Performance per Watt

I wanted to compare the performance per watt of the new M1 Mac mini against that of my Ryzen 1600X powered gaming PC. To throw some additional items in there, I also measured my Ryzen 4300U little Windows office PC as well and my Raspberry Pi 4.

The speed of the new M1 Mac has shown that Apple’s move to Apple Silicon has been a good move for them. Benchmarks show that it’s faster than some of the Intel and AMD machines. I’ve seen the similar when I ran FDS on the M1.

However, performance is only one aspect to consider. Power consumption is another. I like efficiency - therefore, a well performing CPU with a low power consumption is good news.

Power Draw

Measuring the power draw of the machines was done using an Eve power plug. I’m not sure on the accuracy, but it gives numbers that look reasonable and it’s easy to use and displays the wattage being drawn by the power plug. I measured the power draw at idle and at full load to get an idea of the power draw of each device.

Idle was measured with nothing specific running and then full load was measured by running Distributed.net, which taxes the CPU of the device.

Device Idle Power (W) Load Power (W)
AMD 1600X 52 149
Apple M1 4 26
AMD 4300U 9 24
ARM Cortex-A72 3 6

I’m interested to see that the power draw of both the M1 Mac and the AMD 4300U. I knew the 4300U is a laptop chip (the U implies it’s a laptop chip). I guessed the M1 was fairly low powered, but was impressed with how low.

I guess the M1 and 4300U are fairly similar in measurements as both are essentially laptops in desktop form factor.

The 1600X is perhaps unfairly crippled in my measurements, as it’s also fitted with an nVidia GTX 1060, where the other devices are not. It’s also got a 2 x SSD’s and a 4TB hard drive, which could be increasing the measured power draw as well, compared to the others which have no moving hard drives in at all.

However, it gives a good indication of the power between a “standard” desktop, and a small form factor one.

Distributed.net

Distributed.net is a distributed computing project. I run the OGR project, which tests mathematical problems.

I carried out a benchmark test for each machine, using the benchmark test within the application itself. This runs a number of tests to find the fastest core and gives an output in nodes that it can complete per second.

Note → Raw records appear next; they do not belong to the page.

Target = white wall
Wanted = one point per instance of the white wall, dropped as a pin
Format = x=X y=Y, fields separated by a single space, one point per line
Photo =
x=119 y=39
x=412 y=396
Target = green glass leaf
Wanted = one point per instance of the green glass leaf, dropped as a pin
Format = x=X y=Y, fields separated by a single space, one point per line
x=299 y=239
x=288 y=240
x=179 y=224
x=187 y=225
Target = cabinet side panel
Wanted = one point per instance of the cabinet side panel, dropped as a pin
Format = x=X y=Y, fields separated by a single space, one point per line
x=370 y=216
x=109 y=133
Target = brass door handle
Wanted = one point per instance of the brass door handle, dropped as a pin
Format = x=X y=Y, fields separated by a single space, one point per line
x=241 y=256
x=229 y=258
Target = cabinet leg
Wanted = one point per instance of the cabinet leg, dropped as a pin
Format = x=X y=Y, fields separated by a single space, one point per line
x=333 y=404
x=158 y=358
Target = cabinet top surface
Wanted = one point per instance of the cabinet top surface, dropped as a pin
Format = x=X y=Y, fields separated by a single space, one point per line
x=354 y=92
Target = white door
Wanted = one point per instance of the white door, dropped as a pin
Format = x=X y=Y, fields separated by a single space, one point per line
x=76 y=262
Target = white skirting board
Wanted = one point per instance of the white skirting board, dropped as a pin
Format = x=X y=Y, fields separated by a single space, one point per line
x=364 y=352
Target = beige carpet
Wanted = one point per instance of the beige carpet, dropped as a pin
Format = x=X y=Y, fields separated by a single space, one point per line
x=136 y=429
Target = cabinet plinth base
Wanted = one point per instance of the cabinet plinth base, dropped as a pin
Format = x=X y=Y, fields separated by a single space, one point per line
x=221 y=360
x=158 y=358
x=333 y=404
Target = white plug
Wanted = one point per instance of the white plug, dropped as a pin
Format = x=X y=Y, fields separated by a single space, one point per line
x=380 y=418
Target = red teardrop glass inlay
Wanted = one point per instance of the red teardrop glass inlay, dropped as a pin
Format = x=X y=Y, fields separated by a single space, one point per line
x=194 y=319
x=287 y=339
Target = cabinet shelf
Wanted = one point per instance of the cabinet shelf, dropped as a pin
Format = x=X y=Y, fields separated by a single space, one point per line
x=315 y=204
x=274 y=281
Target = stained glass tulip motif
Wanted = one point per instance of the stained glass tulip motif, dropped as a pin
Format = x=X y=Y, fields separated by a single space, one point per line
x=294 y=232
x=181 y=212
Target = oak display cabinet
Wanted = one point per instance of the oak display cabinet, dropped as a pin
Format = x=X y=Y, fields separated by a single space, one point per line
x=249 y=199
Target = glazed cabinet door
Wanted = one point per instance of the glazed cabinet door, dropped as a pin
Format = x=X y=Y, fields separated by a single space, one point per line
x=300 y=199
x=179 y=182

It should be noted that Dnet is not optimised for Apple Silicon and does not provide a compiled version specifically for it, so the program is run using Rosetta 2, which may have a performance hit instead of native performance. However, in this instance, it doesn’t seem to have effected the speed too much, as it came out on top!

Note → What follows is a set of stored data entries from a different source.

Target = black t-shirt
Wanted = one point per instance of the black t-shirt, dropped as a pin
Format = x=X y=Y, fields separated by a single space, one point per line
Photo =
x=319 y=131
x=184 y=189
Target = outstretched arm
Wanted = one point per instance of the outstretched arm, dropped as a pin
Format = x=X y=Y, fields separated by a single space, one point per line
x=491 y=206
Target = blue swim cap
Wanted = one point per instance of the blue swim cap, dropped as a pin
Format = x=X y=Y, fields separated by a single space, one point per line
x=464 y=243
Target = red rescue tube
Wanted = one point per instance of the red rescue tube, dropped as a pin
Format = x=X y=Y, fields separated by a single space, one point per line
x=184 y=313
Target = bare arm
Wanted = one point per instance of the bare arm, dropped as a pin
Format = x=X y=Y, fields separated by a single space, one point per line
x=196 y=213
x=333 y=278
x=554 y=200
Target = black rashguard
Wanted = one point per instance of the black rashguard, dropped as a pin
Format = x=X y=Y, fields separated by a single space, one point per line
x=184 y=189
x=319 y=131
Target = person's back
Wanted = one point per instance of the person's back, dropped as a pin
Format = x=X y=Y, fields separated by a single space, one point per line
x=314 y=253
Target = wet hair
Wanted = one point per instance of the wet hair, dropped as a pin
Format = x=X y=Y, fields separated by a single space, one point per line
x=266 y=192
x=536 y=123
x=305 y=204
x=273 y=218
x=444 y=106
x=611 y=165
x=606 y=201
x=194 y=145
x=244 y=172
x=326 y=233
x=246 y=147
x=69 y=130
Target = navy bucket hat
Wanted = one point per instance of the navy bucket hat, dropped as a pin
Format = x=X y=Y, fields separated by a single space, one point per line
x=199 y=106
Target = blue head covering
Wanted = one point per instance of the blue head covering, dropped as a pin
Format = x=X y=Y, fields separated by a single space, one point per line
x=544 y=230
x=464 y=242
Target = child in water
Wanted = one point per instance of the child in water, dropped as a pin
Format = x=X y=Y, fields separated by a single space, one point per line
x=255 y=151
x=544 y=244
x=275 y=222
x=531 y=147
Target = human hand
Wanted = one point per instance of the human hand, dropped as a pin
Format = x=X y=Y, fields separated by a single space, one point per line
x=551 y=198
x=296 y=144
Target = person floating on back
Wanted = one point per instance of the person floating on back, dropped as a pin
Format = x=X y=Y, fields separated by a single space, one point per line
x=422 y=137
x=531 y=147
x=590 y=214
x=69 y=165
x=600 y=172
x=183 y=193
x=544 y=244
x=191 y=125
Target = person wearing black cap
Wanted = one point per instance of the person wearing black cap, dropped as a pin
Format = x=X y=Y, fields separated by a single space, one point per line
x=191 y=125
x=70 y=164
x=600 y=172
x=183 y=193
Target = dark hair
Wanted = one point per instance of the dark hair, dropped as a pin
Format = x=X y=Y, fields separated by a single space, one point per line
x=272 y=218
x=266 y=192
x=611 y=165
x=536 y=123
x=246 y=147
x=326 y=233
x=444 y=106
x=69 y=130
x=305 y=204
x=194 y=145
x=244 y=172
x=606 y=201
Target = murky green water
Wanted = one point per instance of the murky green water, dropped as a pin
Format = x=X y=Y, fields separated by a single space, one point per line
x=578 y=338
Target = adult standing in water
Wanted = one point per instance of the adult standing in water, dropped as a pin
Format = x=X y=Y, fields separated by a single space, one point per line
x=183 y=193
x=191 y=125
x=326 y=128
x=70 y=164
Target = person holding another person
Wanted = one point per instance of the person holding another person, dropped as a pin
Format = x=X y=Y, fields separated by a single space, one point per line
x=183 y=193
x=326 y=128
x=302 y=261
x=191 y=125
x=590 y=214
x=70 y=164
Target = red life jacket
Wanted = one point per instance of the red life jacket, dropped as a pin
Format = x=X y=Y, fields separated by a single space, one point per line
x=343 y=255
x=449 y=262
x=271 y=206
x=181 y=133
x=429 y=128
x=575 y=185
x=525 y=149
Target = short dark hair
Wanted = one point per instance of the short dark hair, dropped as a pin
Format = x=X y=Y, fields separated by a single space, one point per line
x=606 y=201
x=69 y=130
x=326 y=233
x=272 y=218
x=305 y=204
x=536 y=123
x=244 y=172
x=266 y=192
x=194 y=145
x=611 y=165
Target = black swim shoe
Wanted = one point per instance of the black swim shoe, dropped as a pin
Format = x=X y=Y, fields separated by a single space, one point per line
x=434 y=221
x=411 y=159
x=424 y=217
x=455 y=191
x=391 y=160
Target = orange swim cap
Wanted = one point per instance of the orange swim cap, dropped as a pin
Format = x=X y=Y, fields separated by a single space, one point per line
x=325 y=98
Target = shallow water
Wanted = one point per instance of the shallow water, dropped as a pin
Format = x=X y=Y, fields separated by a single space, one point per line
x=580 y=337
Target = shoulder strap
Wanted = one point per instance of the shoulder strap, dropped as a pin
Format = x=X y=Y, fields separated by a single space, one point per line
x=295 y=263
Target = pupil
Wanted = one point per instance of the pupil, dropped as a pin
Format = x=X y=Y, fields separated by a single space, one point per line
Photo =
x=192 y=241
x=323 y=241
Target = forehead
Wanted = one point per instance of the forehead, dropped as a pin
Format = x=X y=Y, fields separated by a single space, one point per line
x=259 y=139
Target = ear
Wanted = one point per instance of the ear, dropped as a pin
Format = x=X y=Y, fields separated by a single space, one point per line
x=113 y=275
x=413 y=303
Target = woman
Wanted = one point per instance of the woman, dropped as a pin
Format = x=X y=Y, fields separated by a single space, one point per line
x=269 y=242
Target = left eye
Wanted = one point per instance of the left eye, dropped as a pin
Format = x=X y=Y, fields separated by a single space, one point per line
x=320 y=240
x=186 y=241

Manufacturer CPU Name OGR (nodes/sec)
Apple M1 89,408,885
AMD 4300U 71,762,931
AMD Ryzen 5 1600X 69,869,568
ARM Cortex-A72 13,920,685

Running each device at full load, the client spits out the following speeds. The 1600X comes out ahead of all the others due to it’s higher thread and core count compared to the others.

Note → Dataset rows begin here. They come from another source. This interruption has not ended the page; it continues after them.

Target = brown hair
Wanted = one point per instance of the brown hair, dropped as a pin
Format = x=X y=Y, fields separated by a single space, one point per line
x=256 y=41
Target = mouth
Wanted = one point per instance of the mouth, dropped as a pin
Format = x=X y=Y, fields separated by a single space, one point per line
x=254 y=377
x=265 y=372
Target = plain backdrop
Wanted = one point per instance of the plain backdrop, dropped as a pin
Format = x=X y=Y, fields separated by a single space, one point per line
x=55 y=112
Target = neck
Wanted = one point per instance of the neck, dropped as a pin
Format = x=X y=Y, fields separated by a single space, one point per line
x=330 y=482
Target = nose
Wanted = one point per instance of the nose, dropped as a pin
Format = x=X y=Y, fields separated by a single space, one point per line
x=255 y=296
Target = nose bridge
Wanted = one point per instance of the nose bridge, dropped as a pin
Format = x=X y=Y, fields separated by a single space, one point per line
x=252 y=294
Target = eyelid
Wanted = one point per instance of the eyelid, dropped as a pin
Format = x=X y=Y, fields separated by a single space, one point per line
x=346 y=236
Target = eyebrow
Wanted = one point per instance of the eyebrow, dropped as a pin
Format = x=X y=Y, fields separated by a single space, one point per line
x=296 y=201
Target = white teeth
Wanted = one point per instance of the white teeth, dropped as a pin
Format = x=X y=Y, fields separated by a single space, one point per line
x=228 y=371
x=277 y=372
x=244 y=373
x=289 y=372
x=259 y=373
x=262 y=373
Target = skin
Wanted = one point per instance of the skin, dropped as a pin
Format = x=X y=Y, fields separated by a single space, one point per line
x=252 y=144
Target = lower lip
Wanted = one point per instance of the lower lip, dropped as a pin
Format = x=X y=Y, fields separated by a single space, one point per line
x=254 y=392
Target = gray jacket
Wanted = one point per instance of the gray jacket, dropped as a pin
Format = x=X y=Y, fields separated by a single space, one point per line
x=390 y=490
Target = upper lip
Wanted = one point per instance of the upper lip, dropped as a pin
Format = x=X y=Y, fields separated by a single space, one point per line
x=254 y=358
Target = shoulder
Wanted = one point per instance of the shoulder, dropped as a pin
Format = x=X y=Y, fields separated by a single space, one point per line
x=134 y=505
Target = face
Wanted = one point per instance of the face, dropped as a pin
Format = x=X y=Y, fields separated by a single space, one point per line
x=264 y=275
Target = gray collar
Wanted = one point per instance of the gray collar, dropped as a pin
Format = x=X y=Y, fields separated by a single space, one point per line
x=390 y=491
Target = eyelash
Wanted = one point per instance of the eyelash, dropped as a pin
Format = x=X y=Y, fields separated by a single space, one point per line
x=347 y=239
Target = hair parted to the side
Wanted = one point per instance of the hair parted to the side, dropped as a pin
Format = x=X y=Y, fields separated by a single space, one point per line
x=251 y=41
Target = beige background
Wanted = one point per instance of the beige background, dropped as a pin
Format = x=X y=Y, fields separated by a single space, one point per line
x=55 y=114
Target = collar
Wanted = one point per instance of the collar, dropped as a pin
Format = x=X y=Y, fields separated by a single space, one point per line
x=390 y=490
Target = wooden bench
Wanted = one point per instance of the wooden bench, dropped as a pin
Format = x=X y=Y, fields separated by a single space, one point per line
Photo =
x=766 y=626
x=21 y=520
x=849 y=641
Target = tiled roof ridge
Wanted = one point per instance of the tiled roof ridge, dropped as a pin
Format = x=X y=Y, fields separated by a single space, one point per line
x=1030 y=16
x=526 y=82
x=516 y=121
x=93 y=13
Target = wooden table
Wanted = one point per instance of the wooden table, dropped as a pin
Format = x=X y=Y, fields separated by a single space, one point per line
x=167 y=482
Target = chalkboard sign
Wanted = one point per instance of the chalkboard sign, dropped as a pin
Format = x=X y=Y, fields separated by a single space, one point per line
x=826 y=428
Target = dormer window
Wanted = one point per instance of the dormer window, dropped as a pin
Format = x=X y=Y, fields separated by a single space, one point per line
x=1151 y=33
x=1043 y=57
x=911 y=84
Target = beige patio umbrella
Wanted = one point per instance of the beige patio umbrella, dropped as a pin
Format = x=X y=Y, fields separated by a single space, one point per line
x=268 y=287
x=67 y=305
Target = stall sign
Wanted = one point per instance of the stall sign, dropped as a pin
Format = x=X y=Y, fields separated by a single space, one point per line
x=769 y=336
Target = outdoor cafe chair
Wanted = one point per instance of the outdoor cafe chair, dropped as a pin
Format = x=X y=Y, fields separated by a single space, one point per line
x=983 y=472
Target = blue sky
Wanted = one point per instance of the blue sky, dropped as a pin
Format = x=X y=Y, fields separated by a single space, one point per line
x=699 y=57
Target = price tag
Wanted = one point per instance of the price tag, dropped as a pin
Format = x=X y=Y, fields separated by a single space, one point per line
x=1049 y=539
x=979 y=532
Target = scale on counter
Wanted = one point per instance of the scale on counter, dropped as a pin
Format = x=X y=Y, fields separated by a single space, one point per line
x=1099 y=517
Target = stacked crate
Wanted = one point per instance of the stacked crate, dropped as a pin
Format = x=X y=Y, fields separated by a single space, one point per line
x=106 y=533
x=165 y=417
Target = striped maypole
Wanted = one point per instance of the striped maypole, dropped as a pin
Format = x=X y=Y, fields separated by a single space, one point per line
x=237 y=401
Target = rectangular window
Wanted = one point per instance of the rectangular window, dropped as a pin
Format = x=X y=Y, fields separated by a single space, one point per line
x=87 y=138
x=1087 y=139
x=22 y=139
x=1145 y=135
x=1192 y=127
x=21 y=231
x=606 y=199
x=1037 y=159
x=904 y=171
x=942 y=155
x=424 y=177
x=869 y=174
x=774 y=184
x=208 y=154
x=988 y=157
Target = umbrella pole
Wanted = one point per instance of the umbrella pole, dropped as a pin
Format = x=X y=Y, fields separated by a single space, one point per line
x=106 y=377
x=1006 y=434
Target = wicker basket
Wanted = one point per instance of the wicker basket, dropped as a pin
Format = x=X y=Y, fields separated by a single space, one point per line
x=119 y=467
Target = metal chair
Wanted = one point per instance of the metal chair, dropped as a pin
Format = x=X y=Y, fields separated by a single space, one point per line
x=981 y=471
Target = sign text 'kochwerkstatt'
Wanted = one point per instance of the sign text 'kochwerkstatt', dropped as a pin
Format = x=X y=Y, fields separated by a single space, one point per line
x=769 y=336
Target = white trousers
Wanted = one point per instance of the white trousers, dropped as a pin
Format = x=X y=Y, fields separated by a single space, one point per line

Device Cores Threads Total Speed (Mnodes/s)
Ryzen 1600X 6 12 699.10
M1 Mac Mini 8 8 449.87
Ryzen 4300U 4 4 216.67
Pi 4 - 2GB 4 4 49.12

The M1 Mac is also based on the big.LITTLE architecture, so the first four cores are performance based, and the other four are lower power, slower cores. Without the smaller cores running, the average was about 399 Mnodes/s, with only a 2W reduction in power consumption.

When looking at the performance per watt, the M1 Mac is streets ahead of the others, with performance over 4 times that of the Ryzen!

Device Power (W) MNodes/s MNodes per W
M1 Mac Mini 26 449.87 17.30
Ryzen 4300U 24 216.67 9.03
Pi 4 6 49.12 8.19
Ryzen 1600X 149 699.10 4.69

Temperature

I had some concerns that there would be temperature issues with the Mac mini running at 100%. It turns out that doesn’t seem to be an issue. The maximum temperature it reaches is 80ºC, which doesn’t cause the Mac fan to spin up audibly, so I’ve probably got some headroom there.

Likewise, it wasn’t to much of a problem on the Ryzen either, as this shows that the temperatures are warm, but the device isn’t thermal throttling.

## Conclusion

Looking at the performance and cost of the M1 Mac, ignoring the power draw for a minute, it is clearly excellent value for money. However, once you factor in the power draw, it pays for itself in terms of the performance it provides against the electrical draw of other machines!

Overall, it’s happily running Dnet without any issues at all and I’ve had no issues with it during the day to day use of the machine. I do turn off Dnet when using the Mac but otherwise, it’s happily helping crunch problems.